(From left) Investigators Isabelle Rivière, Michel Sadelain, and Renier Brentjens are collaborate on immunotherapy approaches that have been particularly effective for patients with B cell ALL that resisted treatment or come back after treatment.
The standard treatment approaches for acute lymphocytic leukemia include chemotherapy and sometimes bone marrow transplantation. However, your Memorial Sloan Kettering doctor will develop a treatment plan that takes a number of factors into account, including the ALL subtype, the number of leukemia cells in the blood, and chromosomal changes. For this reason ALL patients with the same subtype may receive different treatments.
Standard upfront treatment for ALL is typically divided into several phases: induction, intensification, consolidation, and maintenance.
During the induction phase, your doctors work to induce a remission — a state in which there is no visible evidence of disease and blood counts are normal. They may recommend a combination of drugs including vincristine, corticosteroids, L-asparaginase, doxorubicin, daunorubicin, or cyclophosphamide. Treatment can last up to four weeks, and you will need to be hospitalized during induction therapy.
More recently, our doctors developed an induction regimen based on an innovative approach used for pediatric patients that includes greater use of vincristine, corticosteroids, and L-asparaginase. This new strategy appears to be potentially more effective than many of the existing standard therapies for adults and is available as part of a clinical trial.
During the intensification and consolidation phases, a secondary treatment is given to kill any cancer cells that may be left in the body. This phase may last several months and typically consists of additional chemotherapy. If recommended, bone marrow transplantation may also be performed at this time.
During the maintenance phase, you may receive lower doses of drugs but for long periods of time — typically for two years — to destroy any remaining leukemia cells that have evaded the drugs already used; these cells are usually not be detectable by laboratory tests. Our doctors commonly use methotrexate, 6-mercaptopurine, vincristine, and prednisone during the maintenance phase.
Treatment for Ph-Positive ALL
Our researchers were instrumental in the development of treatments for these patients, which include imatinib (Gleevec®) and related drugs, such as dasatinib (Sprycel®) or nilotinib (Tasigna®) in combination with other chemotherapy drugs.
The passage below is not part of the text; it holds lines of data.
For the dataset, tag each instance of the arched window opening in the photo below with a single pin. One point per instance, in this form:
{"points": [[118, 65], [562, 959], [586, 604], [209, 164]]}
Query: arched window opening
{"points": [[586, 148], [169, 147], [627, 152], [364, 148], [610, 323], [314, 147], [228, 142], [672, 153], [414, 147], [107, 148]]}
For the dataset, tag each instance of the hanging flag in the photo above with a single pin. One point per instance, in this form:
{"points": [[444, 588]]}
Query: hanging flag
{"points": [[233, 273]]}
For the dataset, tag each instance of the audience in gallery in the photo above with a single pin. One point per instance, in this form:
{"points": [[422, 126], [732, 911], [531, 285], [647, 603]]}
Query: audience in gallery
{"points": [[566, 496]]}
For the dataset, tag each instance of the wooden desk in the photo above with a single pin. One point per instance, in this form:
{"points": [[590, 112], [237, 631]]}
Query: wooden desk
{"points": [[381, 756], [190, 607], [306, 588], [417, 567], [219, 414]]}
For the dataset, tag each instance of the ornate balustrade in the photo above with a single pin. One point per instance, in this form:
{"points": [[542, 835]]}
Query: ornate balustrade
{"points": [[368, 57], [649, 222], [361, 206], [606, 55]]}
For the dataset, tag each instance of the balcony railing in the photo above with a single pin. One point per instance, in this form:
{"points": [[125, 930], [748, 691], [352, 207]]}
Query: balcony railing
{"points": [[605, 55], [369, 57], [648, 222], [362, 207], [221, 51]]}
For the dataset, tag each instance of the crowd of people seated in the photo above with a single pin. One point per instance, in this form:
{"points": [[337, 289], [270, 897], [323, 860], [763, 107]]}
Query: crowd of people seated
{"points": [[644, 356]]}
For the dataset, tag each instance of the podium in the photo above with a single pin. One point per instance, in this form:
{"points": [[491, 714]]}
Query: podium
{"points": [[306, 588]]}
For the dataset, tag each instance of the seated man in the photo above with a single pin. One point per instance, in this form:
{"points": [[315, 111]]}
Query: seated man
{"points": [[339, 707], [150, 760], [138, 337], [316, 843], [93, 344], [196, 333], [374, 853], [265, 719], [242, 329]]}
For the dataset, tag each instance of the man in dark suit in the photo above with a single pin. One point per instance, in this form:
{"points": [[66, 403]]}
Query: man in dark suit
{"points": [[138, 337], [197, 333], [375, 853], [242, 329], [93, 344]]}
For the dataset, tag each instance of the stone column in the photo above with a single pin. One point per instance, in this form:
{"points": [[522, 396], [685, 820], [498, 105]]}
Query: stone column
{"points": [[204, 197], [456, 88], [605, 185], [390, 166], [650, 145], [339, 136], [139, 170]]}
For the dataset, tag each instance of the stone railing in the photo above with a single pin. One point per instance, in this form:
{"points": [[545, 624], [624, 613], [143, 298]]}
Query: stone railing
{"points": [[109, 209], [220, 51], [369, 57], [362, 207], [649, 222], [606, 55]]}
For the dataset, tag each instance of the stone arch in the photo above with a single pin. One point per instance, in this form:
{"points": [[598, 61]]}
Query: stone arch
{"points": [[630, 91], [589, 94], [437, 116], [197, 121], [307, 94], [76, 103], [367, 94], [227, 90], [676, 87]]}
Treatment for Central Nervous System Involvement
ALL sometimes spreads to the central nervous system, which is the part of the nervous system that consists of the brain and the spinal cord. Our doctors are experienced in preventing or controlling central nervous system involvement and may administer chemotherapy directly to the fluid that bathes the spinal cord and brain in a process known as intrathecal chemotherapy. Patients may receive high-dose systemic chemotherapy or cranial irradiation (radiation therapy to the head) to prevent the spread of disease to the central nervous system.
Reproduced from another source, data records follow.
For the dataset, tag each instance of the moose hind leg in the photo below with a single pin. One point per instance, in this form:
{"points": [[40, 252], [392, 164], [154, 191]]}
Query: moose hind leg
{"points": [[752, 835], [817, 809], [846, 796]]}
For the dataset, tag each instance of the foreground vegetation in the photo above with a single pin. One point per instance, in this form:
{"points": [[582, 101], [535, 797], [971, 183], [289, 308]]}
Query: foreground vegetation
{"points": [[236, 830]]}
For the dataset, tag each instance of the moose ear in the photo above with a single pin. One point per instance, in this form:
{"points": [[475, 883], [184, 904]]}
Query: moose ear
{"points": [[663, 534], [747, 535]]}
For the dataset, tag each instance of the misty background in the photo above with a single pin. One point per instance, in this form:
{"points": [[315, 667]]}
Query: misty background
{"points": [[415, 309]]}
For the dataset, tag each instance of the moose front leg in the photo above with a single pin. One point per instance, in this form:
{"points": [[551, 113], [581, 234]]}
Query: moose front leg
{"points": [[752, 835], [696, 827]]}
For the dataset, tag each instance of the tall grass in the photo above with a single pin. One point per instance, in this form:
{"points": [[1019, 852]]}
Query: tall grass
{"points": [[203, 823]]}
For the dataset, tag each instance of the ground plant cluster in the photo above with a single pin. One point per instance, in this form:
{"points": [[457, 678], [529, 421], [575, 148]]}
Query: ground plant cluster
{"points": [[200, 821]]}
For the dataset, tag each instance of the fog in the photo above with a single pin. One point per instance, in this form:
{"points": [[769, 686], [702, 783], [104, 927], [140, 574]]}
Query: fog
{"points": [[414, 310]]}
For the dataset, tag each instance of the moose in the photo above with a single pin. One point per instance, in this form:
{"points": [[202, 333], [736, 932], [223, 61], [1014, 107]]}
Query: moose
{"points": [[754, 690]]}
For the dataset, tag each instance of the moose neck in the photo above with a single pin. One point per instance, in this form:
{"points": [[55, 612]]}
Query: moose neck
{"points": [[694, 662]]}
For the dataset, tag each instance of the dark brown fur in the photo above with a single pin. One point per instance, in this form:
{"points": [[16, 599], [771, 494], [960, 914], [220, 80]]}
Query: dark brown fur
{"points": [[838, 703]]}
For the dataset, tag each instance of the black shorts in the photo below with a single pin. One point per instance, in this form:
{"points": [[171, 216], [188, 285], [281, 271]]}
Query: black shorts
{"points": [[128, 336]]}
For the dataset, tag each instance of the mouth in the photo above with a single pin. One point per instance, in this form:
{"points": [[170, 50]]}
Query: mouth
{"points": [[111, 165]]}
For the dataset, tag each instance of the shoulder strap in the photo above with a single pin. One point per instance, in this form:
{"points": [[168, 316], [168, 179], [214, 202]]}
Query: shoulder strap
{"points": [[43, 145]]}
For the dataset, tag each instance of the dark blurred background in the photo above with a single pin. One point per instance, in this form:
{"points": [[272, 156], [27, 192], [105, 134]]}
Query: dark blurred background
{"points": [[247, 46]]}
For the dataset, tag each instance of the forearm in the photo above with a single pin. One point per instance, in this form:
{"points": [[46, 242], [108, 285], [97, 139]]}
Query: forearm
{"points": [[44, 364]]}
Our researchers are constantly pursuing new approaches to treat ALL — approaches that can kill tumor cells directly, inhibit the body’s production of substances that promote their growth, or enhance the immune response against leukemic cells. See an up-to-date listing of our clinical trials.
Newer combination chemotherapy approaches inspired by innovative treatments developed for pediatric patients are potentially more effective than existing standard therapies for adults. Our researchers are leading clinical trials incorporating these approaches into upfront treatment.
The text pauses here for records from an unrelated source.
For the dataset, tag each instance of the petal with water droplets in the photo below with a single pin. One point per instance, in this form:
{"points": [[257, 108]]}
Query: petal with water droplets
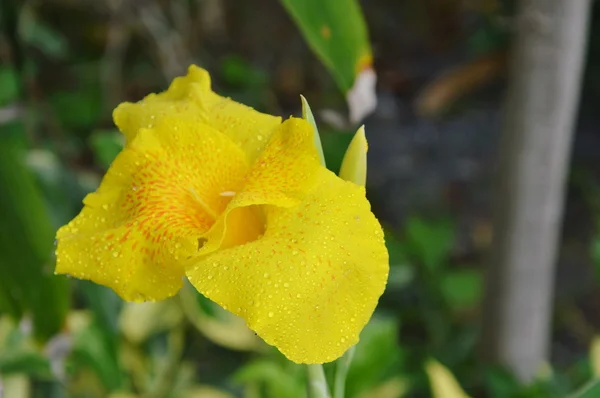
{"points": [[158, 198], [310, 284]]}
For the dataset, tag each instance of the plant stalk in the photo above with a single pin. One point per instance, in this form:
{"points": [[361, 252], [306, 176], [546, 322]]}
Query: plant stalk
{"points": [[317, 384]]}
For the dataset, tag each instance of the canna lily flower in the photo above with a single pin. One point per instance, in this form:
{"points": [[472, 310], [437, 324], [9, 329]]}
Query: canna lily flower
{"points": [[238, 202]]}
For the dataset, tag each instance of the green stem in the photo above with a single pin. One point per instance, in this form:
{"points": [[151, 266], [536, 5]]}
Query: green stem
{"points": [[317, 384], [341, 371]]}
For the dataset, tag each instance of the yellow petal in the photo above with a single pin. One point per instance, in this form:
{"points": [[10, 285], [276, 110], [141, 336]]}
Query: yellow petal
{"points": [[282, 175], [310, 284], [192, 97], [162, 193]]}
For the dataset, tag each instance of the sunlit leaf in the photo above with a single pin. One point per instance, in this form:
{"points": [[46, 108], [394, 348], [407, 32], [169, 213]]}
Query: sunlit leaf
{"points": [[443, 383], [336, 31]]}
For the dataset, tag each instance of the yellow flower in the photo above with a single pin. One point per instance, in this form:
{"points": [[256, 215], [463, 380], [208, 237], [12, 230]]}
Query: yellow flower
{"points": [[237, 202]]}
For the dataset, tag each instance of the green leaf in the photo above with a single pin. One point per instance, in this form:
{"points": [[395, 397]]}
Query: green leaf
{"points": [[336, 31], [27, 282], [79, 109], [25, 361], [334, 148], [591, 390], [462, 288], [106, 145], [375, 355], [279, 382], [95, 348], [308, 116], [9, 85], [430, 243], [238, 72], [35, 32]]}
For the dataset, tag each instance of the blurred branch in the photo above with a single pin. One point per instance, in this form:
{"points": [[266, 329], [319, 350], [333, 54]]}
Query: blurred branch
{"points": [[119, 35], [541, 109], [171, 50]]}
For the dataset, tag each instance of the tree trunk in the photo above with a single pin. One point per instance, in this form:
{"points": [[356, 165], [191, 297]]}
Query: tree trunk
{"points": [[541, 107]]}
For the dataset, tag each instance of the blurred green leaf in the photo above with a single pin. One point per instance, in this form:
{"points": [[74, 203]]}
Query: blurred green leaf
{"points": [[375, 357], [79, 109], [26, 236], [238, 72], [26, 362], [106, 145], [334, 148], [35, 32], [9, 85], [462, 288], [430, 243], [591, 390], [310, 118], [104, 303], [279, 382], [96, 349], [595, 253], [336, 32]]}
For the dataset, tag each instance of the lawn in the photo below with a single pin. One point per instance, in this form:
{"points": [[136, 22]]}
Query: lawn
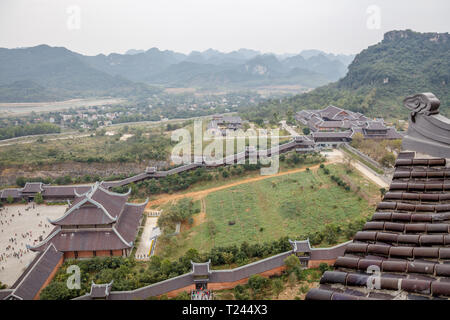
{"points": [[292, 205]]}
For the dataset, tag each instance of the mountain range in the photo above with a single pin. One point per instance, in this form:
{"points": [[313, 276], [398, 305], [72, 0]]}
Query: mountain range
{"points": [[404, 63], [43, 73]]}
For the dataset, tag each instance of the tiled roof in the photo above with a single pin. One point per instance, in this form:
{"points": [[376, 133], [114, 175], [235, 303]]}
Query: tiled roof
{"points": [[128, 222], [84, 240], [33, 187], [404, 251], [200, 269], [116, 223], [14, 193], [36, 274]]}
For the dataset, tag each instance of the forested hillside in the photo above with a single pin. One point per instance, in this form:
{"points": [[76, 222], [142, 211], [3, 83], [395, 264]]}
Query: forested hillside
{"points": [[378, 79]]}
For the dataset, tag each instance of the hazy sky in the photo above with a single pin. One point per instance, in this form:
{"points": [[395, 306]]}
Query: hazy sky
{"points": [[281, 26]]}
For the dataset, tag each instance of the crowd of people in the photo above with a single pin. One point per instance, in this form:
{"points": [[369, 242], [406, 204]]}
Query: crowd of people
{"points": [[16, 247], [201, 295]]}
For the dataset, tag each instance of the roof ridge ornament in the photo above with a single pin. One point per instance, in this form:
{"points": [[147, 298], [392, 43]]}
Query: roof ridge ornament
{"points": [[424, 103], [428, 131]]}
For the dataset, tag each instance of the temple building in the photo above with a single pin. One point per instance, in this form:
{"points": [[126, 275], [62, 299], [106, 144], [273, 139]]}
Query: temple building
{"points": [[403, 253], [97, 223], [220, 124], [332, 124]]}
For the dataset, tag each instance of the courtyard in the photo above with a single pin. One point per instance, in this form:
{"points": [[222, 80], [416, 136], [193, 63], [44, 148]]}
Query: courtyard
{"points": [[21, 225]]}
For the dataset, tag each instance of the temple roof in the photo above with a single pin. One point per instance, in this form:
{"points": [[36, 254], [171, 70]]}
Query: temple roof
{"points": [[403, 252], [96, 220], [201, 269], [95, 207], [32, 187]]}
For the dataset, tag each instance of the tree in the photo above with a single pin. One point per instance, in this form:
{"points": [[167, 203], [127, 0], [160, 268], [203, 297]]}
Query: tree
{"points": [[292, 279], [228, 257], [277, 286], [357, 140]]}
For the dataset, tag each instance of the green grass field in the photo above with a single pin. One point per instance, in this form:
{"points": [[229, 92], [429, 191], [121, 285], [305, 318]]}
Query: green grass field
{"points": [[292, 205]]}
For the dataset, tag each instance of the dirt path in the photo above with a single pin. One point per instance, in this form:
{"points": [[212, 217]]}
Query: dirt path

Immunotherapy has produced very encouraging results in patients with B cell acute lymphoblastic leukemia that has come back after or been resistant to standard therapy. Our researchers are pioneers in this field, working to engineer T cells, a form of white blood cell, that can recognize and attack a patient’s cancer cells.
Our researchers are studying new therapies that target genes that are commonly mutated in particular subtypes of ALL, such as NOTCH1 in T cell ALL. Also, by performing comprehensive characterization of chromosome abnormalities and gene mutations of each case, our researchers aim to identify abnormalities that may allow for the development of new targeted therapies.